Türk Siyaseti; Osmanlı’nın son yüz yılından sonra “parti” leşmeye başlamış olsa bile bu gidişat yer yer darbe, vesayet etkileri, muhtıra, bin yıl süreceği iddia edilen süreçler gibi çeşitli sebeplerden dolayı sekteye uğratılmış, tökezlemiş ve aynı hışımla da düştüğü yerden kalkmayı da bilmiştir. Başlı başına geliştirdiği – yaşadığı hamleler, ülkemizin bazen kör talihini değiştirmiş ve bazen de ipleri dışarıda olan piyonlar yüzünden şahın devrilmesine sebep olmuştur. (Olsun varsın bu millet hiçbir zaman “baş” sız kalmaz, bu onun fıtratına ters bir durumdur, yönetir – yönetilir.) Yaşadığı çetrefilli süreçlerle birlikte yine de siyaset adına çok yol kat ettik. Günümüz siyasetine baktığımız zaman da geçmiş adına yapılan – yaşanılan hatalardan ne kadar az ders çıkarttığımızı görmemiz bizleri derinden yaralıyor, “ne zaman adam olacağız, akıllanacağız?” sorusunu akla getiriyor.

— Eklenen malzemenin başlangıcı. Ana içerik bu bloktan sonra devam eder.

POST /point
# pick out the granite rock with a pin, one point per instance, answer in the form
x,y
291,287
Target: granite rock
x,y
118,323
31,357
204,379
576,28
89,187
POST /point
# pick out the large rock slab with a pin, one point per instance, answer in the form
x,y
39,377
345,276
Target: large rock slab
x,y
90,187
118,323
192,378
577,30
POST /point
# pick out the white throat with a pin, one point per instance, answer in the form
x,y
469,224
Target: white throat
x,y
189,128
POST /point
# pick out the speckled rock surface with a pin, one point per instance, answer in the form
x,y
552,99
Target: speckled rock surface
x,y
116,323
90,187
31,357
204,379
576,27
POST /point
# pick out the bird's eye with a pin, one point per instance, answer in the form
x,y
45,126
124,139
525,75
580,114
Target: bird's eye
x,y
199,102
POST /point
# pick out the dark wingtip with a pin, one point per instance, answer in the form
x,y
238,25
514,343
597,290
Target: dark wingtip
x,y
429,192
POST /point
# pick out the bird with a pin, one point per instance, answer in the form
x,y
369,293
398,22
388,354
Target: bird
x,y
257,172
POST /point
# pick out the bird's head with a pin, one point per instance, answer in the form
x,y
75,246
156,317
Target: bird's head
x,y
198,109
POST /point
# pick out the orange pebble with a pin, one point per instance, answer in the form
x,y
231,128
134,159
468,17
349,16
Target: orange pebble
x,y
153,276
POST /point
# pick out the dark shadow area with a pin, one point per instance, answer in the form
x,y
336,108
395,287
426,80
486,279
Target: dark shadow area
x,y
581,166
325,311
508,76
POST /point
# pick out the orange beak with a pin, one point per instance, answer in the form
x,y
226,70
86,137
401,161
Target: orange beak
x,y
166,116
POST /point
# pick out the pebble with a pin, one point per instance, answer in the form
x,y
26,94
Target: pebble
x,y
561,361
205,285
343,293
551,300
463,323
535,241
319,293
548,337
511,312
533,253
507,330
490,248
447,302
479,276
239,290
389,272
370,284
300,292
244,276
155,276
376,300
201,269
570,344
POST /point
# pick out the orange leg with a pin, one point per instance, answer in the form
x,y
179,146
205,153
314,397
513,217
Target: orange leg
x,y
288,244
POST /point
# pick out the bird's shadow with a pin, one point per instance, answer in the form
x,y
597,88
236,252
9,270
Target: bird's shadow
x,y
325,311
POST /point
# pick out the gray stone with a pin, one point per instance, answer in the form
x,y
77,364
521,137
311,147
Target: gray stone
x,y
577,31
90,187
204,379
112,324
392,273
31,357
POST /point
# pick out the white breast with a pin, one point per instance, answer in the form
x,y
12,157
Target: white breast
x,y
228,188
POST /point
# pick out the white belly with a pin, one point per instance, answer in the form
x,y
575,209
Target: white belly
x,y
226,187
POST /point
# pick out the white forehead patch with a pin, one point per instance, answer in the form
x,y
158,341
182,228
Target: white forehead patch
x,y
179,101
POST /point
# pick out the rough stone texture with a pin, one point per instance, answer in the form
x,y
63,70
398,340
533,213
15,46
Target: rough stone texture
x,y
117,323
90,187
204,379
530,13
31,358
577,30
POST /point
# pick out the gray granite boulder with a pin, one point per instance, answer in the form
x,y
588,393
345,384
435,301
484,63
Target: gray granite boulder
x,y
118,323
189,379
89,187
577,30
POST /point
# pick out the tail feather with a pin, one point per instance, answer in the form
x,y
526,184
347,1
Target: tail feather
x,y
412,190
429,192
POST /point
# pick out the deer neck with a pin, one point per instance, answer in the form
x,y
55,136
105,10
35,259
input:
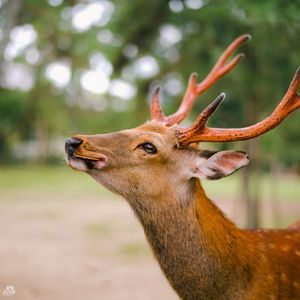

Siyasetimizin şekli – modeli – iktidar partilerinin tipi /ittifak ya da koalisyon gibi çeşitliliği değişse de değişmeyen tek şey var, o da şudur; Adı – sanı – partisi ne olursa olsun “asıl” la gelip onları unutan “vekil” lerin; milletlerine, Meclis’ine, devlet makamlarına ve birbirlerine karşı üslup ve saygılarıdır. Daha doğru bir ifadeyle; bu güzelim hasletlerin yer yer onlarda kalmaması – eksik olmasıdır. Başta; her yılın son (aralık) ayında bir sonraki yılın bütçesi ve bir önceki yılın kesin hesap görüşmelerinin yapıldığı “bütçe görüşmeleri” olmak üzere TSK’nın sınır dışında yapacağı askerî harekât ve operasyonlar ile yabancı ülkelere gönderilecek olan askeri güçlerle ilgili yapılan tezkere görüşmeleri ve buna benzer Meclis açıkoturumları sürekli olarak tartışma / hararetli kavga ve havada uçuşan hakaretlere sahne olmaktadır. Biz, sizi “biz” i temsil edin diye oraya gönderiyoruz. Sayınız 400 olsa ne, 500 olsa ne, 600 olsa ne fark eder? Önemli olan milletin – memleketin hayrına bir şeyler yapmanız, ortak bu paydalarda buluşabilmenizdir.

“Asıl” ları unutan ey “vekil” ler! Meclis kürsüsüne çıkıp bağırıp çağırdıktan / kavga ettikten sonra lobi ya da lokantada aynı masada yemek yediğinizi – kaldı ki olması gereken de budur ama siz yine de sağ gösterip sol vurmayın - ve kırk yıllık aktörler gibi tribüne oynadığınızı da biliyoruz. Edep, ahlâk, karşılıklı anlayış, millet ve ülke menfaatlerini koruma çerçevesinde mücadelenizi verin, haklarınızı / temsiliyet sorumluluklarınızı sonuna kadar savunun, bu uğurda yaptıklarınıza laf söyleyen namerdin en önde gideni olsun ama sizde tersini yaparsanız; sizi oraya göndermesini bilen bir sonraki seçimde de almasını – indirmesini de bilir, bunu da unutmayın.

Kurtuluş Savaşı’ndan bugüne kadar çeşitli merhaleler geçiren, yeri geldiğinde şehit – gazi veren ve en son olarak da 15 Temmuz’u yaşamasıyla birlikte “gazi” unvanını alan Meclis’imiz; millet iradesinin en demokratik – en haklı mücadelesinin tecelli ettiği ve bu bakımdan da temsil edildiği yerdir. Bu kutsallığı bozacak, onun maneviyatına halel getirecek, kudsiyetinin yerini başka şeylerle dolduracak vekil ya da parti kim varsa hak ettiği cezayı, hem milletten ve hem de bu milletin haklarını koruyan gerekli kurumlardan alacaktır. Bundan da hiç kimsenin şüphesi olmasın.

Biz; sizi uzaktan seyrediyor ama yaptıklarınızı yakından not ediyor, bir yerlere kaydediyoruz. Oradan çok kişiler gelip geçti, sizler de bir gün gideceksiniz. Kalıcı olan, oranın; “makam” ve “manevi büyüklüğü” dür, bunu unutmazsanız çok iyi olur.